Преодоление линейной логики возможно при обращении к установкам системного подхода, наиболее адекватного при понимании идентичности как цельности с многослойными границами. Характеризуя системный подход, А.В. Черников говорит о том, что он содержит парадокс. С одной стороны, нужно понимать целое, исходя из его частей, а части – с точки зрения целого. С другой – мы никогда не сможем полностью понять целое, даже с помощью самого хитроумного анализа частей и их взаимодействия между собой, так же как никогда не получим полного представления о части, только исходя из ее роли в более широком контексте, в который она входит. Решение этого парадокса подразумевает и то и другое: мы понимаем часть и как самостоятельную единицу, и как интегрированную часть целого, выбираем разрешающий уровень для изучения системы. Выбираемый уровень расщепления оказывает значительное влияние на то, что мы видим и как оцениваем [Черников, 2001].
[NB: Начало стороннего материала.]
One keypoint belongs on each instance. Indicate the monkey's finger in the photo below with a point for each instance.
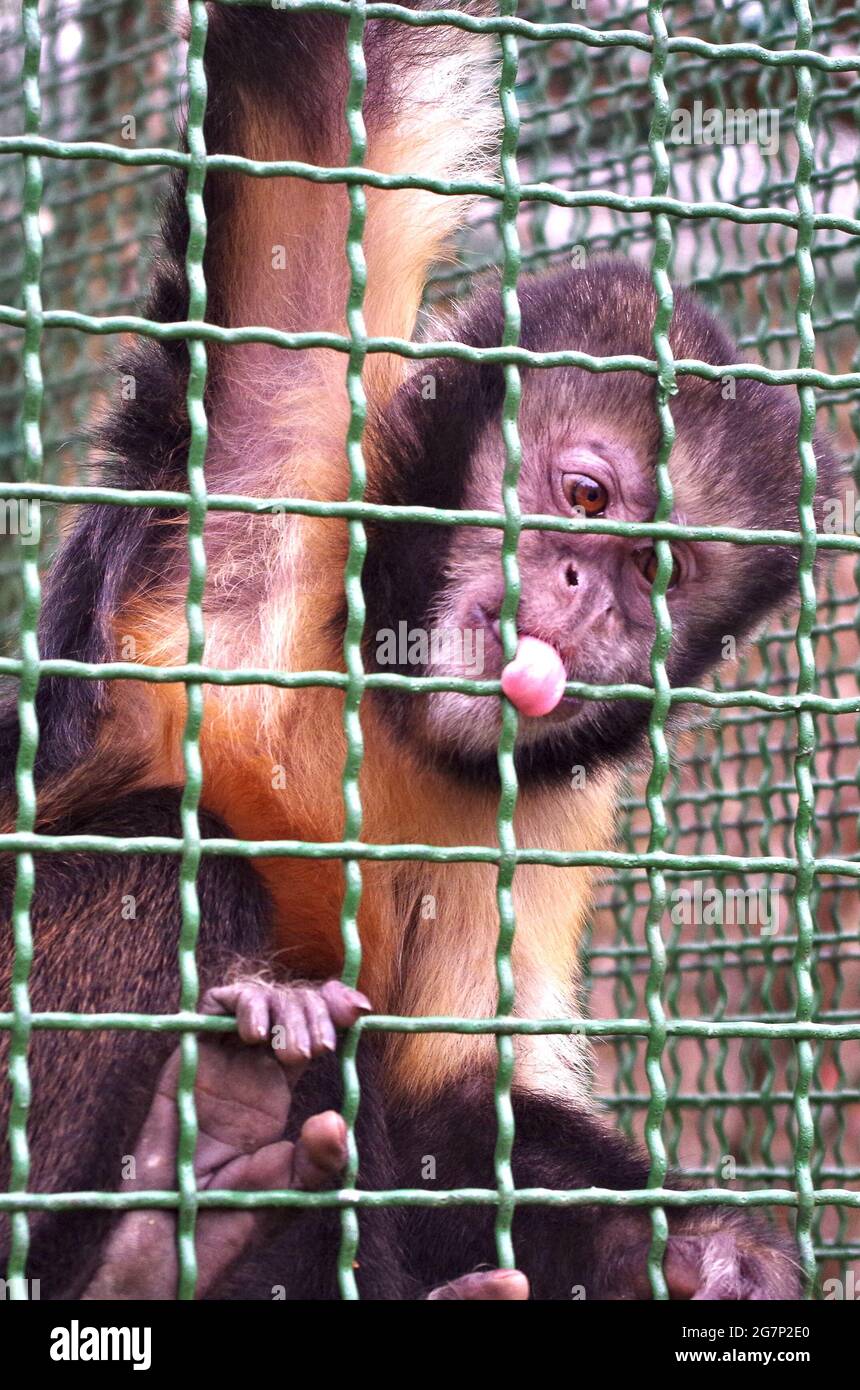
(318, 1022)
(249, 1002)
(320, 1154)
(291, 1037)
(343, 1004)
(489, 1285)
Проблематика определения идентичности через соотношение с контекстом разной степени сложности улавливается в наработках психологических школ, интегрирующих личностное и социальное. Определённая логика этого усложнения соотносима, например, при анализе последовательности психосоциального развития Э. Эриксона [Эриксон, 2000], формирования личности через этапы вхождения в социальные общности А.В. Петровского [Петровский, 1982], уровней Эго-дифференцированности в теории семейных систем М. Боуэна [Боуэн, 2008]. Формирование зрелой личности предполагает определённый уровень соотнесения с контекстом, который мы назвали контекстуальностью. Можно выделить четыре типа контек-стуальности: моноцентрическая, дихотомическая, гомеостатическая и открытая.
Моноцентрическая контекстуальность предполагает, что границы не фиксируют разнородности внутреннего и внешнего. Скорее здесь базовым требованием является приведение в соответствие того и другого. Основной ориентир – догматическая норма, позволяющая стандартизировать действия. В терминах Э. Эриксона этот уровень характеризуется тотальностью, а не цельностью. Дихотомичская кон-текстуальность основывается на удержании двухполюсной системы позиций – «своей» и «иной» – и строится по принципу противопоставления с естественной защитой своего содержания. Гомеостатическая контекстуальность предполагает «целостность внутри другой целостности». Субъект рассматривает себя в границах определённой группы наряду с другими равными ему субъектами, и идентичность определяется в ориентирах равновесия самопроявлений участников. Гомеостатическая контекстуальность предполагает удержание разных позиций с учётом специфики каждой. И, наконец, открытая контекстуальность определяет возможность, удерживая целостности как личностного, так и группового порядка, выйти за их границы в более широкие контексты, выбор которых – авторское право личности.
Подводя итог, скажем, что привлечение системного подхода с ассимиляцией наработок смежных отраслей знания может способствовать решению проблемных вопросов исследования идентичности в социальной психологии.